Le 11 mars 2011, un séisme de magnitude 9.0 et un tsunami de 14 mètres démolissent la centrale nucléaire de Fukushima. Naoto Kan est alors chef du Gouvernement japonais, de centre-gauche, et ne prête pas d’attention particulière au nucléaire. Une insouciance qu’il regrette amèrement : les jours qui suivent sont un long cauchemar, au cours duquel « le pire n’est évité que d’un cheveu ». Le Premier ministre doit faire face au scénario catastrophe d’une centrale nucléaire hors de contrôle qui pourrait irradier la moitié de l’île de Honshu, y compris la ville de Tokyo. Cinquante millions de Japonais auraient alors dû être évacués, jetant le pays dans un chaos inimaginable.

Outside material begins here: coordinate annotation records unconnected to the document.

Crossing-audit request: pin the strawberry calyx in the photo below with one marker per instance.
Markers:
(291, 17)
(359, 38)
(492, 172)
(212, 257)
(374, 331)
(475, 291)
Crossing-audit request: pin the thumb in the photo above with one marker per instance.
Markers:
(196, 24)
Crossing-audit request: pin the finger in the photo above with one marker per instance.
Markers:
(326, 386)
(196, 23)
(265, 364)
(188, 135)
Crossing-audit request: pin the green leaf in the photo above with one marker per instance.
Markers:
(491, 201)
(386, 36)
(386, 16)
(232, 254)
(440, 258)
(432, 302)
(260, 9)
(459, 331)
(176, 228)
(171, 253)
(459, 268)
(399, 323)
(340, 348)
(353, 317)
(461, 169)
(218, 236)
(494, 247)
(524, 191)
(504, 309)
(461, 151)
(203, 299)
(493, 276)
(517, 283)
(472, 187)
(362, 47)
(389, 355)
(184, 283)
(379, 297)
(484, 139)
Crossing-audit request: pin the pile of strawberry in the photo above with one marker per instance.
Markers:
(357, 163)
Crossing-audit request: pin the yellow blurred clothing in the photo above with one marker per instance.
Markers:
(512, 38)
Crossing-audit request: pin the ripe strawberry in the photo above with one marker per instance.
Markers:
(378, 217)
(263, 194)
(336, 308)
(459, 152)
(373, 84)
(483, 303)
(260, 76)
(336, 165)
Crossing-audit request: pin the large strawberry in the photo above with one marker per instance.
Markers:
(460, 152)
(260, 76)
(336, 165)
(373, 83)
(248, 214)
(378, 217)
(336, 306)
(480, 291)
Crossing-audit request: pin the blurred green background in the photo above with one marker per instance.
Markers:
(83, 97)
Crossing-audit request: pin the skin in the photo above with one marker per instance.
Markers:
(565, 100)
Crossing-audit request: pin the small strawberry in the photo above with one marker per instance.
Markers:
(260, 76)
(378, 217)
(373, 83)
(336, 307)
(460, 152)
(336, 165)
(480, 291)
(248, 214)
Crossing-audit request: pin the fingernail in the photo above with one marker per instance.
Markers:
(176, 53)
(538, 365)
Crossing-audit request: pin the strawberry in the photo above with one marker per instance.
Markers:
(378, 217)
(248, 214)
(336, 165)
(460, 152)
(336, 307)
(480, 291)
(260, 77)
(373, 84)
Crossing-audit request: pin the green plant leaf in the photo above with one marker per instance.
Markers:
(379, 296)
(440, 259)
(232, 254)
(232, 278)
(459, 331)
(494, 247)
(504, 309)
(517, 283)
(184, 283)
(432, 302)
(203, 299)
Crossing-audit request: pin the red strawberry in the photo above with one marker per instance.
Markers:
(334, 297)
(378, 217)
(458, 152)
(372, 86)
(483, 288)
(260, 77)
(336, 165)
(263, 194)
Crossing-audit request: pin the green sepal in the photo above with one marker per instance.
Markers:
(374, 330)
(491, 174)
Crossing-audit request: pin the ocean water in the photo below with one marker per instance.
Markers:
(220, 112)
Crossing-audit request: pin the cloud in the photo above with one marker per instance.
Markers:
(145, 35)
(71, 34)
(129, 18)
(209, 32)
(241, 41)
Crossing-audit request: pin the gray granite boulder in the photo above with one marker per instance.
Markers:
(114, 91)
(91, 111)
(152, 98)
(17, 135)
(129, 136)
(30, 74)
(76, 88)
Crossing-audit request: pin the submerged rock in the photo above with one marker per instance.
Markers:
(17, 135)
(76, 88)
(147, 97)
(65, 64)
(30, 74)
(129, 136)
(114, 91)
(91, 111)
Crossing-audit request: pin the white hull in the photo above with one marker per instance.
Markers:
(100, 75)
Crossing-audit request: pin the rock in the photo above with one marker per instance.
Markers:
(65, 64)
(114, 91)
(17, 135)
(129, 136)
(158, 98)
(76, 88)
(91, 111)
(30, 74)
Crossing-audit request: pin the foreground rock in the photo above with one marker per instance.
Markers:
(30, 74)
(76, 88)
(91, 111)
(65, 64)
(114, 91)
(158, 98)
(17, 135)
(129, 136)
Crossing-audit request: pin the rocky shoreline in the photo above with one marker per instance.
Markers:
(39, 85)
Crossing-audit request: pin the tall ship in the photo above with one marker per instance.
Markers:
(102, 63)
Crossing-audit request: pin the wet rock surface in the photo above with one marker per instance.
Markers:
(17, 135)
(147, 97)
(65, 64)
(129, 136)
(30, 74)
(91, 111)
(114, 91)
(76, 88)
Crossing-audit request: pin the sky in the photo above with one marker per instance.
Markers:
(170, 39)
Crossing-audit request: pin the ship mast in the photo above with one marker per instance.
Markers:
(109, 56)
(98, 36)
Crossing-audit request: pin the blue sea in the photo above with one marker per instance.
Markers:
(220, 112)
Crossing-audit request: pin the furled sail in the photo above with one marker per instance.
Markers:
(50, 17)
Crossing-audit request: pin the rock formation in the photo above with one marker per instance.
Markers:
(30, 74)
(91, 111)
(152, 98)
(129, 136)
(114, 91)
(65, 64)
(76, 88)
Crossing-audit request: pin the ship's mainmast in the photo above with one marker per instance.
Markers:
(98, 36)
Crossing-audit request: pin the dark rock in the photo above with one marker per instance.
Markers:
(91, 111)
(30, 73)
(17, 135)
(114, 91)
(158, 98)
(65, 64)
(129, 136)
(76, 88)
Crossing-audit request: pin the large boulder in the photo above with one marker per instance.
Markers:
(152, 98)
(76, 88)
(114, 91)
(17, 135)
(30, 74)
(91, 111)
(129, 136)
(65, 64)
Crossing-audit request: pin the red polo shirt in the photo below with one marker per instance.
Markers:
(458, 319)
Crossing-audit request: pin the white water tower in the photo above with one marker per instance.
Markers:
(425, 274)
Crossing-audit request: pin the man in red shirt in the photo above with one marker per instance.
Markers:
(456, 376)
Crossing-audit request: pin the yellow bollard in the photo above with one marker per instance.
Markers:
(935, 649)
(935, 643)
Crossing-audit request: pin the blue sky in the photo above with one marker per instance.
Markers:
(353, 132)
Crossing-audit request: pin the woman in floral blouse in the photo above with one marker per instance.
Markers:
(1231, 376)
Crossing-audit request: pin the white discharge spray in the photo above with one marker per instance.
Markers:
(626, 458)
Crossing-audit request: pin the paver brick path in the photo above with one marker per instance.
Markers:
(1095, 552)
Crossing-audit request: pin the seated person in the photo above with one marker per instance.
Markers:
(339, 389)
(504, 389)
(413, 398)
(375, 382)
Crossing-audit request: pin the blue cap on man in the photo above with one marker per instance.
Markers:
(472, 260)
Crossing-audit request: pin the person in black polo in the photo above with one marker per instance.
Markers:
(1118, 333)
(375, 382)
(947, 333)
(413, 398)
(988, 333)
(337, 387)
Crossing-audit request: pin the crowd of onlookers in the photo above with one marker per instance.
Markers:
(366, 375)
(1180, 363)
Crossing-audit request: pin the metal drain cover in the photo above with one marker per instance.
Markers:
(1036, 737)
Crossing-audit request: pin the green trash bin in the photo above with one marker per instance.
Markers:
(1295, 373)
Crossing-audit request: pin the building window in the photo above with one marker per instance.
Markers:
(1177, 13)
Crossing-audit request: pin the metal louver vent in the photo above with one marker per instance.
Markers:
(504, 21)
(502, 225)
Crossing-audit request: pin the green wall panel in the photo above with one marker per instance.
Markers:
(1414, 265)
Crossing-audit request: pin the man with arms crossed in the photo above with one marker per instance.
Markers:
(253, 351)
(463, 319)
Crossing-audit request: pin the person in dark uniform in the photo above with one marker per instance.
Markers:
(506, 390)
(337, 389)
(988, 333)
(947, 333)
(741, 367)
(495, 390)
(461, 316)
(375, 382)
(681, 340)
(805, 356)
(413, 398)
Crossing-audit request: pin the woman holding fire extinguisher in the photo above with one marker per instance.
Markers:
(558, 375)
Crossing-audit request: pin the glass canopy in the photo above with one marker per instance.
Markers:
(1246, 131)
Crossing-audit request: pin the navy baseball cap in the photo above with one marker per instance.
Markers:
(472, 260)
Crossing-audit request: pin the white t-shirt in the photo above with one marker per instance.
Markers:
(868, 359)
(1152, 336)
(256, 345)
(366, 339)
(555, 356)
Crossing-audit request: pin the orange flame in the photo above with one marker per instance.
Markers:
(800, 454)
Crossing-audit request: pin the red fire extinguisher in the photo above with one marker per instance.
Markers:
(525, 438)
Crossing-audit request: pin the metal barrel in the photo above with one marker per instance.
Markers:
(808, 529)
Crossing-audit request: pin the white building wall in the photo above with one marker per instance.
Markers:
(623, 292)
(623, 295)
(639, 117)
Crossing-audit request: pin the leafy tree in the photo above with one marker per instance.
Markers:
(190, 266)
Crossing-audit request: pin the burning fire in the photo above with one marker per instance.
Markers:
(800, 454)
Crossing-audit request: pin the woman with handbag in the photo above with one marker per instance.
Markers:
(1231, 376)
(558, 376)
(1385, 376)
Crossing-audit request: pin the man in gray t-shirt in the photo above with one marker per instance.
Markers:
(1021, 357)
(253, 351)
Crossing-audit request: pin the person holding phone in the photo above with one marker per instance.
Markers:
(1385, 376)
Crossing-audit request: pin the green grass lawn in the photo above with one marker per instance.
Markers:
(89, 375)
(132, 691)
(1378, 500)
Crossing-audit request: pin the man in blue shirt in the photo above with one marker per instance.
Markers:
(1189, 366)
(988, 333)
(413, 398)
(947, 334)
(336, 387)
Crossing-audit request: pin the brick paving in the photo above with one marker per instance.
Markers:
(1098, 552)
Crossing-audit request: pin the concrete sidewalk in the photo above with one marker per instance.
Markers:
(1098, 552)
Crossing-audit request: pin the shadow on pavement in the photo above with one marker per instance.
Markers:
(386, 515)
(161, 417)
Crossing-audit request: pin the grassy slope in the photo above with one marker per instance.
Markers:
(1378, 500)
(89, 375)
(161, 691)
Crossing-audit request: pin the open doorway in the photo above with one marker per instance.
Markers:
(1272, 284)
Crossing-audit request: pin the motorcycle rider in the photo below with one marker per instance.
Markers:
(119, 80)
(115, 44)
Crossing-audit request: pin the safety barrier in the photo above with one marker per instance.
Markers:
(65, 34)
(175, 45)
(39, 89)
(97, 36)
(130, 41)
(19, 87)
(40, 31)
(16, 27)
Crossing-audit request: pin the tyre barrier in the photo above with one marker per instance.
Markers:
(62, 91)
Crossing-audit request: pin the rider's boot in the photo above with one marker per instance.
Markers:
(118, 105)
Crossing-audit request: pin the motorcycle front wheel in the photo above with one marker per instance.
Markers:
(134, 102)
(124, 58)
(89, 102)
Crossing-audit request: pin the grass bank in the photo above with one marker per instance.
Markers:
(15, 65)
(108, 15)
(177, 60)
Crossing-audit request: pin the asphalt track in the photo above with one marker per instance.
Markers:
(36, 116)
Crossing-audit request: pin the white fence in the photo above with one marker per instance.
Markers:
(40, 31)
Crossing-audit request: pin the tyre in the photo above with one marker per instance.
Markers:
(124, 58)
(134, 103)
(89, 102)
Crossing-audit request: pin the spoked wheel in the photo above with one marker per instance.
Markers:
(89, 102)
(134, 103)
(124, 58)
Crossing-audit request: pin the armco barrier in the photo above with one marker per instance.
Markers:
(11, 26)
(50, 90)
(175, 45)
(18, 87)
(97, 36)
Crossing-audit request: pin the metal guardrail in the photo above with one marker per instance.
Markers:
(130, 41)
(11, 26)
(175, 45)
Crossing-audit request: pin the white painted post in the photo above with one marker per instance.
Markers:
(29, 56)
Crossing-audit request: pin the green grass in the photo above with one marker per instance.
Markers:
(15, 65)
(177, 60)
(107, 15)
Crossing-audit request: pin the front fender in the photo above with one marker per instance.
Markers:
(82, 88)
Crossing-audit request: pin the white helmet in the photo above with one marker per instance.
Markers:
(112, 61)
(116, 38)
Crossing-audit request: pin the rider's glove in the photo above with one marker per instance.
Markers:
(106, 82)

La centrale endommagée est privée de ses circuits de refroidissement. Même après l’arrêt d’urgence, le combustible doit être continuellement refroidi, sans quoi il atteint des températures telles qu’il risque de détruire les différentes enceintes de confinement. À 2800oC, le corium, lave radioactive issue de la fusion du réacteur, peut traverser l’acier et le béton qui la séparent du monde extérieur. La dégradation des éléments métalliques de l’assemblage combustible produit de l’hydrogène, qui explosera s’il entre en contact avec l’atmosphère, aggravant encore les destructions et les risques de dispersion de matériel radioactif.
L’alimentation électrique est coupée, les générateurs de secours ont été détruits par le raz-de-marée. Des camions générateurs sont acheminés vers Fukushima, sur des routes embouteillées et jonchées de débris. Le récit prend des allures de film catastrophe bas de gamme: « nous
suivions à la minute près la progression des camions. Quand on nous a avertis de l’arrivée du premier camion sur le site, il y a eu des hourras tout autour de mon bureau, comme pour une victoire aux JO. Nous pensions tous que le pire était passé. Mais notre bonheur a été de courte durée. (…) Les prises ne rentraient pas. Les câbles étaient trop courts, le générateur était inu- tilisable (…). Nous étions médusés que TEPCO – un repaire de spécialistes de l’électricité – n’ait pas pensé à vérifier la compatibilité.
»

Naoto Kan suit à distance, dans l’angoisse, une semaine de péripéties du même genre, valves coincées, jauges cassées, pannes d’essence, manuels d’utilisation introuvables, quiproquos entre équipiers. S’y ajoute le désordre bureaucratique: le siège de l’électricien TEPCO, le Gouvernement, l’agence de sûreté nucléaire NISA tardent dangereusement à fournir au site de Fukushima les informations et les moyens utiles.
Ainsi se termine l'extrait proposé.